Your next focus should be on how you bail out of the wheel walk. Just as in unicycling, one foot should start dismounting before the other. If you abandon the connection with both feet, that could cause a bad fall.
You will be more confident leaning back if you practice WW on a soft surface. Falling back on to grass and falling back on a street…are two very different things. Since I practice WW mostly on the grass, I apply a lot more weight and pressure from my feet onto the tire. A lot of experienced WWers will probably tell you the correct technique is to use very little pressure on top of the wheel. But for a beginner, starting out WW with that kind of finesse may be unrealistic. It seems to be that my own pattern of learning many new unicycle skills involves starting out using crude motions and over-exertion, then later refining those motions.
There was some discussion in one of the other threads about transitioning to WW from the one footed idle. That definitely worked for me. It helped to clarify where in the cycle of pedaling the transition to WW happened. It also put me in a leaning back posture for starting the WW.
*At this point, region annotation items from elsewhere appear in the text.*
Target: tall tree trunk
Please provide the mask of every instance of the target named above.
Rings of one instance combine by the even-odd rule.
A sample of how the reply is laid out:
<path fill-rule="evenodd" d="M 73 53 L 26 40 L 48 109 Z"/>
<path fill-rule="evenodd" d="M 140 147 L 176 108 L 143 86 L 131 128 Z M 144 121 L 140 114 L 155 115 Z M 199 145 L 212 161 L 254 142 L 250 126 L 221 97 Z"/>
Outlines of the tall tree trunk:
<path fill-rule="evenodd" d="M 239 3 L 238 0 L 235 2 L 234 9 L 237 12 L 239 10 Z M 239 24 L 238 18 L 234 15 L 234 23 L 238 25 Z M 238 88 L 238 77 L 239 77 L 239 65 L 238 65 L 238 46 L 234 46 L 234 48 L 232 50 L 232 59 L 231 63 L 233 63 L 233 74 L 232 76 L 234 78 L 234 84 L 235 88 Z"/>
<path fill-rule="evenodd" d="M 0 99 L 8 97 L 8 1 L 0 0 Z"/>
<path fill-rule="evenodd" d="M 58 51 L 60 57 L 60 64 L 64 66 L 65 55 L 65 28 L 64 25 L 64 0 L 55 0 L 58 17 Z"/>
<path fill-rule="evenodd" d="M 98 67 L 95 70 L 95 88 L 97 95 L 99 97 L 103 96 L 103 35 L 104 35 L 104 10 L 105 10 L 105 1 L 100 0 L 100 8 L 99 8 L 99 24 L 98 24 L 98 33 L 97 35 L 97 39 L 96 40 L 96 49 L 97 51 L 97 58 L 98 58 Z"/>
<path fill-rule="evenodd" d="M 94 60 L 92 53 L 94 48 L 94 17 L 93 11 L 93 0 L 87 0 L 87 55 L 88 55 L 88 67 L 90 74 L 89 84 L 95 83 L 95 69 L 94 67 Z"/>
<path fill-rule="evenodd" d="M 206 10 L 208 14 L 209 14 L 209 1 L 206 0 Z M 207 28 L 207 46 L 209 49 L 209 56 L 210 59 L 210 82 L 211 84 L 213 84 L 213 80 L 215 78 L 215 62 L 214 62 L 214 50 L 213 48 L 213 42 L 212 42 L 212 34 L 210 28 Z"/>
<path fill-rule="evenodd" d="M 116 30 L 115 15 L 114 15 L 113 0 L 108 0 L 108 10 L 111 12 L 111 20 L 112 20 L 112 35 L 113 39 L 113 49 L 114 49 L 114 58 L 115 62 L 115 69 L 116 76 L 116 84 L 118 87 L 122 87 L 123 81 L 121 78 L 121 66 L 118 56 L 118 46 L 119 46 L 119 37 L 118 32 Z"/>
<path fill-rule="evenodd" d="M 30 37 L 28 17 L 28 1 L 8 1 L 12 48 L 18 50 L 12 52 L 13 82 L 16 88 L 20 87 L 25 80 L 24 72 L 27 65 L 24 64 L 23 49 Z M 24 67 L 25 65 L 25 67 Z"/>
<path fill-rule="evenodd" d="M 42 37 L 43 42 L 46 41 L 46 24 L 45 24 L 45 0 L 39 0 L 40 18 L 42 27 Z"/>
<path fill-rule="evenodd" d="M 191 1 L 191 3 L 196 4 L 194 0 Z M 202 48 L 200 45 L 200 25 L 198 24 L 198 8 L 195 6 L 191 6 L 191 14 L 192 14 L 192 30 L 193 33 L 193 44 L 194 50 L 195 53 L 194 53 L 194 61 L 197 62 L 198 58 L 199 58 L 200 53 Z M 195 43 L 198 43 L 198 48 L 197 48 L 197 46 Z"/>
Improvement at static mounting helped my wheel walking. I can transition from forward riding into WW, no problem, but I like practicing mounting directly into the WW. If I perform the static mount to WW slowly and steadily, I will achieve a momentary still stand during the mount, and my WW will begin in a balanced state. I won’t have to use the WW to initially regain balance.
Good luck rem48. WW is a lot of fun, but just like riding in the first place, it seems pretty hard at first.
I learned to WW when I was 19 or so, but now I’m 57. Learning this skill puts you at greater risk of tailbone landings or other forms of falling backward. I recommend some kine of tailbone protection, though I’m not really sure what that is, as well as a helmet with good rear coverage, like a skate helmet. Regular road/mountain bike helmets don’t really cover that area.
Like ElPueblo said, practice bailing. This will give you more confidence, and also less downtime resulting from bad dismounts.
I gave wheel walking a go the other day, 20 min at the end of regular practice: it was terrifying!
If the wheel shoots forward - which it seems super eager of doing - there’s no way I would not land on my butt first.
Also despite a low seat on a 20-inch wheel, with my feet way up like that, the ground looked much too far below.